UA student investigated for racist messages

UA student investigated for racist messages

The University is investigating a student for racist language sent via the Tinder dating app. CW File

The University is investigating a student for racist language sent via the dating app, Tinder, this month.

Emi Miller, a junior at Hollings University in Roanoke, Virginia, majoring in communications studies, posted screenshots to her personal Twitter on March 9, at 8:45 a.m. displaying several messages sent to her by Kyle Harcourt, a junior at The University of Alabama. She said she believes she must have matched with Harcourt while he was passing through her area on Spring Break.

In the messages, Harcourt uses the n-word multiple times, and at one point tells Miller, “I come from Alabama where the only place we like our n****** is hanging from trees.”

The tweet was favorited over 13,000 times and received over 7,500 retweets.

Miller posted the screenshot of the conversation and tagged The University of Alabama twitter page, which responded at 4:23 p.m. that same day. Miller also tagged the national and local Sigma Pi accounts, a fraternity of which Harcourt is a former member.

“Unacceptable and not representative of UA students. We are investigating and will take appropriate action,” the verified @UofAlabama account stated in its response. The Sigma Pi national account also stated that Harcourt’s membership had been suspended in January, and has since been terminated.

Harcourt, a native of New Jersey, declined to comment on his remarks or the current investigation.

The University caught national attention last fall for a similar incident involving now-suspended former student Ryan Parrish, who posted racially insensitive material on The University of Alabama Student Ticket Exchange.

Miller said she had no prior knowledge of the event from last semester involving Parrish, but said she expresses a desire for racist behavior to end on college campuses and nationwide. She said her concern over his racially violent rhetoric led her to post the screenshots publicly.

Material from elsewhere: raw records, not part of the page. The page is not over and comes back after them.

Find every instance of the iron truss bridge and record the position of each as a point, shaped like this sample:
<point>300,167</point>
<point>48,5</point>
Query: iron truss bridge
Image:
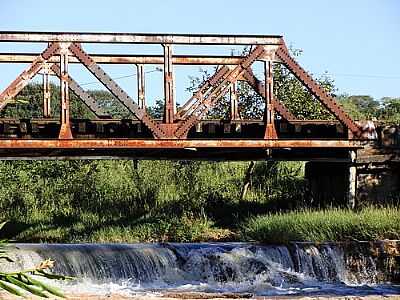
<point>184,133</point>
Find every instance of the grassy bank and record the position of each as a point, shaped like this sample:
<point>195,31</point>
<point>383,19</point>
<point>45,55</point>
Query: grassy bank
<point>334,224</point>
<point>112,201</point>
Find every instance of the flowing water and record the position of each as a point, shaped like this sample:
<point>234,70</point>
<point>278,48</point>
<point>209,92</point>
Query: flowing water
<point>138,269</point>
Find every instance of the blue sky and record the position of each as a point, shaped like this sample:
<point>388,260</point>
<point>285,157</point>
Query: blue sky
<point>357,42</point>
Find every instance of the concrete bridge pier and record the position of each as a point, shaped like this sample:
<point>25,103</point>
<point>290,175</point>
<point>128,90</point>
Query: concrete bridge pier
<point>333,182</point>
<point>360,180</point>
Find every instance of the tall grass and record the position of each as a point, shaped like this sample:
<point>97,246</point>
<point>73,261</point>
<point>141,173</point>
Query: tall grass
<point>79,201</point>
<point>371,223</point>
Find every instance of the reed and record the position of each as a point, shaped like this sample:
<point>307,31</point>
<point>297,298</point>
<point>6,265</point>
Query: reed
<point>334,224</point>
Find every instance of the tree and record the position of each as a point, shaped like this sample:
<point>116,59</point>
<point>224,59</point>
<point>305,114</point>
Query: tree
<point>391,109</point>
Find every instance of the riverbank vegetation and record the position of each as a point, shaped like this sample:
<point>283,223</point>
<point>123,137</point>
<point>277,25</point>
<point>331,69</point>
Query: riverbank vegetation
<point>121,201</point>
<point>370,223</point>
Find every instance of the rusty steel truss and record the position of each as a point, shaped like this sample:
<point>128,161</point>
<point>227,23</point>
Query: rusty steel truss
<point>180,133</point>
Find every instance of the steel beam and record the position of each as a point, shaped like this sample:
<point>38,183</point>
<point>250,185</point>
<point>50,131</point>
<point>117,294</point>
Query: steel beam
<point>140,76</point>
<point>139,38</point>
<point>22,80</point>
<point>130,59</point>
<point>269,115</point>
<point>259,87</point>
<point>46,92</point>
<point>234,102</point>
<point>218,91</point>
<point>65,130</point>
<point>171,144</point>
<point>86,98</point>
<point>318,91</point>
<point>116,90</point>
<point>169,97</point>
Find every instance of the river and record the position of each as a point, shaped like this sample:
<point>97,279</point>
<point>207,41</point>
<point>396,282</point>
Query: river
<point>237,269</point>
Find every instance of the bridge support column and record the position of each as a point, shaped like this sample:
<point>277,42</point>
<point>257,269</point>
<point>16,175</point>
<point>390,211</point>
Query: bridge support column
<point>331,183</point>
<point>234,101</point>
<point>65,130</point>
<point>352,187</point>
<point>270,132</point>
<point>46,92</point>
<point>170,107</point>
<point>140,86</point>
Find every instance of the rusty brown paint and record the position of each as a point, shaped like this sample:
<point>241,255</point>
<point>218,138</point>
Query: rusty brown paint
<point>170,144</point>
<point>317,90</point>
<point>139,38</point>
<point>130,59</point>
<point>259,87</point>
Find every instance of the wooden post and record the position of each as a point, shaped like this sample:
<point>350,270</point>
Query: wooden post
<point>352,190</point>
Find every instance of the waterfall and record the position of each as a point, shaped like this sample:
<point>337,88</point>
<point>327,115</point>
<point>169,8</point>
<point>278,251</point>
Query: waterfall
<point>238,267</point>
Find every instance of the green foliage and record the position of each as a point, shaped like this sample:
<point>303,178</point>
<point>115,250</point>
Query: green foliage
<point>390,109</point>
<point>19,282</point>
<point>371,223</point>
<point>80,201</point>
<point>297,99</point>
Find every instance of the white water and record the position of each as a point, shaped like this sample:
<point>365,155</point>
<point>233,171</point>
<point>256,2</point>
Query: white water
<point>138,269</point>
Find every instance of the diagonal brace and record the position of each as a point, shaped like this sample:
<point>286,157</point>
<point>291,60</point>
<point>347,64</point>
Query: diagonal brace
<point>89,101</point>
<point>217,92</point>
<point>259,87</point>
<point>319,92</point>
<point>23,79</point>
<point>116,90</point>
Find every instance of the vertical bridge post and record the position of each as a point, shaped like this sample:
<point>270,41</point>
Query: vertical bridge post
<point>65,130</point>
<point>46,92</point>
<point>234,101</point>
<point>170,106</point>
<point>140,86</point>
<point>270,132</point>
<point>352,188</point>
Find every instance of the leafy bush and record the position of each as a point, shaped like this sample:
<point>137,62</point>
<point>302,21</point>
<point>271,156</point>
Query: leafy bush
<point>333,224</point>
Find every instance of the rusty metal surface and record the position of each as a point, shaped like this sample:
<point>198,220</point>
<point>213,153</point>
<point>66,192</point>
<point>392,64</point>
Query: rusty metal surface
<point>130,59</point>
<point>116,90</point>
<point>317,90</point>
<point>170,144</point>
<point>177,134</point>
<point>89,101</point>
<point>259,87</point>
<point>206,102</point>
<point>23,79</point>
<point>115,38</point>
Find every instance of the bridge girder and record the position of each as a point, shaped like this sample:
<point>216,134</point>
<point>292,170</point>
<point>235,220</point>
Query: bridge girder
<point>66,47</point>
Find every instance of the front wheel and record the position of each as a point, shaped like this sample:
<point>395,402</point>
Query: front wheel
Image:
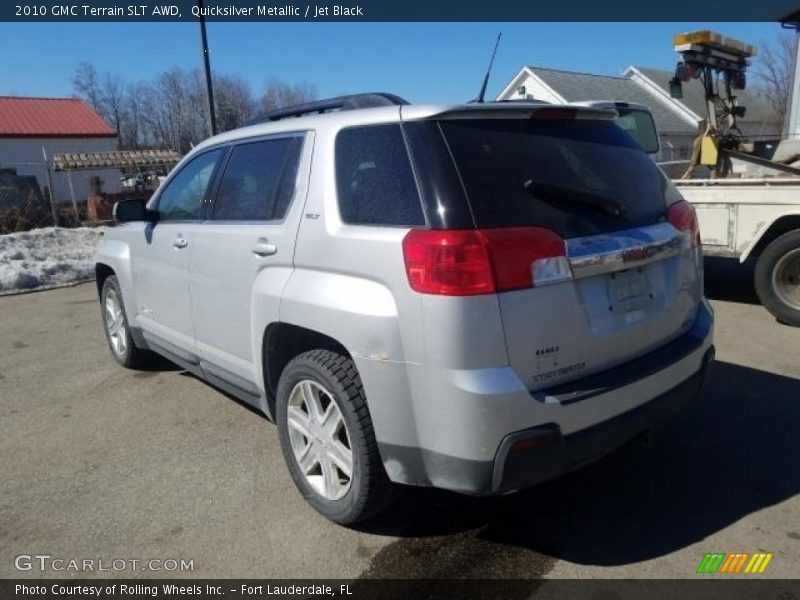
<point>115,324</point>
<point>777,278</point>
<point>327,438</point>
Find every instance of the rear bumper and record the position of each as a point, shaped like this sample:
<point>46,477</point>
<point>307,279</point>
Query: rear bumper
<point>534,455</point>
<point>490,435</point>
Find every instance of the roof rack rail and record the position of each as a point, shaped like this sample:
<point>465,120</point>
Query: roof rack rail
<point>352,102</point>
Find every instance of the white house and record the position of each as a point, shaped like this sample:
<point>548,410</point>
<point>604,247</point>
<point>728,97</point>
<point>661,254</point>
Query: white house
<point>34,128</point>
<point>676,120</point>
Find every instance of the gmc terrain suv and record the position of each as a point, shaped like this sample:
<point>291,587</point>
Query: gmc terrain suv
<point>475,297</point>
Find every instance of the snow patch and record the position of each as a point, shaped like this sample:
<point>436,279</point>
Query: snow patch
<point>49,257</point>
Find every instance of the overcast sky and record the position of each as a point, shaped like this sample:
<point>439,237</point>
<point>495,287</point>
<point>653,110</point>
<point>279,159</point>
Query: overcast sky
<point>426,62</point>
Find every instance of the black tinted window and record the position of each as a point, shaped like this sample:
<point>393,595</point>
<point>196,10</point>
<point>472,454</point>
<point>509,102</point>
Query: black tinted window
<point>570,176</point>
<point>374,178</point>
<point>182,199</point>
<point>259,181</point>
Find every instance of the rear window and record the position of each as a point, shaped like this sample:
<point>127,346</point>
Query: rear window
<point>576,177</point>
<point>374,179</point>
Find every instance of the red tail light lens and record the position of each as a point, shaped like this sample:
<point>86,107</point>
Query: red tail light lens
<point>683,217</point>
<point>483,261</point>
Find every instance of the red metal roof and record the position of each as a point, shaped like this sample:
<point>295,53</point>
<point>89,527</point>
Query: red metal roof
<point>50,117</point>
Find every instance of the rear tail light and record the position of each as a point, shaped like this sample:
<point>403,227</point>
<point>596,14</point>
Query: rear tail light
<point>683,217</point>
<point>483,261</point>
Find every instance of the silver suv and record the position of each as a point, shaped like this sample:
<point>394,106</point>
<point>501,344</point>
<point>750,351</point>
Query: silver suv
<point>475,297</point>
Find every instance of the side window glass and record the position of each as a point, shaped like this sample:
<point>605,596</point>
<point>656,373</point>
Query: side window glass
<point>259,181</point>
<point>374,179</point>
<point>182,199</point>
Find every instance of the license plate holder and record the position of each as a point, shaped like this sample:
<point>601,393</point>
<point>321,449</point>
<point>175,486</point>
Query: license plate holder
<point>628,290</point>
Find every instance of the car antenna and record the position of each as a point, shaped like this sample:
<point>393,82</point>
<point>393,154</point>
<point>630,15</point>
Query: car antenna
<point>479,99</point>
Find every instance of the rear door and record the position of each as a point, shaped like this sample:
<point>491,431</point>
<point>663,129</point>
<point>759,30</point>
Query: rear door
<point>635,281</point>
<point>161,257</point>
<point>244,253</point>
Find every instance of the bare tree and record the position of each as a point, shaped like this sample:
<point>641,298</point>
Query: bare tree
<point>280,94</point>
<point>773,72</point>
<point>171,111</point>
<point>86,84</point>
<point>112,103</point>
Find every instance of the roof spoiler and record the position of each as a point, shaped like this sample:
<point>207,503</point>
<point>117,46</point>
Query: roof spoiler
<point>526,110</point>
<point>339,103</point>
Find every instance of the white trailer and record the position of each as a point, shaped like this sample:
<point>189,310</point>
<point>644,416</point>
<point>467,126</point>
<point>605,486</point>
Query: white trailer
<point>739,217</point>
<point>759,218</point>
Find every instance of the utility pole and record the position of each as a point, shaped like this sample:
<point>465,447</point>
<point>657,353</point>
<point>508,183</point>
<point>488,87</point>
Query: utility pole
<point>207,65</point>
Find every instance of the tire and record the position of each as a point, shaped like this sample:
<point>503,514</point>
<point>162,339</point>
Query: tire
<point>115,324</point>
<point>777,278</point>
<point>323,393</point>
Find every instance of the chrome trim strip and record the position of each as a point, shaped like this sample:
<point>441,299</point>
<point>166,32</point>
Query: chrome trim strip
<point>606,253</point>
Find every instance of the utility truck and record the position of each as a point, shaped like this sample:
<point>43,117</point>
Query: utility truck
<point>749,206</point>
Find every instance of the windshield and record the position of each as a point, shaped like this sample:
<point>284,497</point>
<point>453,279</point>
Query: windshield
<point>576,177</point>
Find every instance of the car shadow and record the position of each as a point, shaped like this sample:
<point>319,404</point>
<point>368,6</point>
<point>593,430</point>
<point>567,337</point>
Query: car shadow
<point>733,452</point>
<point>729,280</point>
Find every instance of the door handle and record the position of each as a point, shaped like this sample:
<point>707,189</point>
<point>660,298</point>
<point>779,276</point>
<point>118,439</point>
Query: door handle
<point>264,248</point>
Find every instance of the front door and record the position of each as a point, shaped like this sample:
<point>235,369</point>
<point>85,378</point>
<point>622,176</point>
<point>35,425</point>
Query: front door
<point>244,255</point>
<point>161,258</point>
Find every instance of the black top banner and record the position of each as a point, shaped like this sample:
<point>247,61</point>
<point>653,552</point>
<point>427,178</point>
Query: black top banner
<point>404,10</point>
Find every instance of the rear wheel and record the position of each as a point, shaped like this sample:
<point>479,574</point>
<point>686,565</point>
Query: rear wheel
<point>327,438</point>
<point>777,278</point>
<point>115,324</point>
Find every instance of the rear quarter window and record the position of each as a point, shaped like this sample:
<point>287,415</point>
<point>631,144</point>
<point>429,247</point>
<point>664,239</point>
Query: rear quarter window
<point>554,174</point>
<point>374,180</point>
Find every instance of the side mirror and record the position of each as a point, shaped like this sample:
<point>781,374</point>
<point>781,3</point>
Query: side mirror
<point>126,211</point>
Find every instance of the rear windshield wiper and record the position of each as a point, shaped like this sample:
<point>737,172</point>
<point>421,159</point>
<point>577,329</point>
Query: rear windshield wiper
<point>565,192</point>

“I thought maybe this is an accident or a joke but when he persisted, I said this wasn’t a joke and was something that needed to be taken more seriously,” Miller said. "...I don’t think this is reflective of individual students at UA or even the student culture as a whole...At the end of the day, I want this to be a growth moment for Kyle.”

Miller said the Office of Student Conduct called her to question her about the incident on March 10, and she had faith that they would respond appropriately.

“We have initiated a disciplinary review through the Office of Student Conduct and will follow due process,” said Monica Watts, strategic communications vice president, in a University statement. “This type of behavior is unacceptable and does not represent the broader culture of the UA family.”

This story will be updated as the investigation takes place.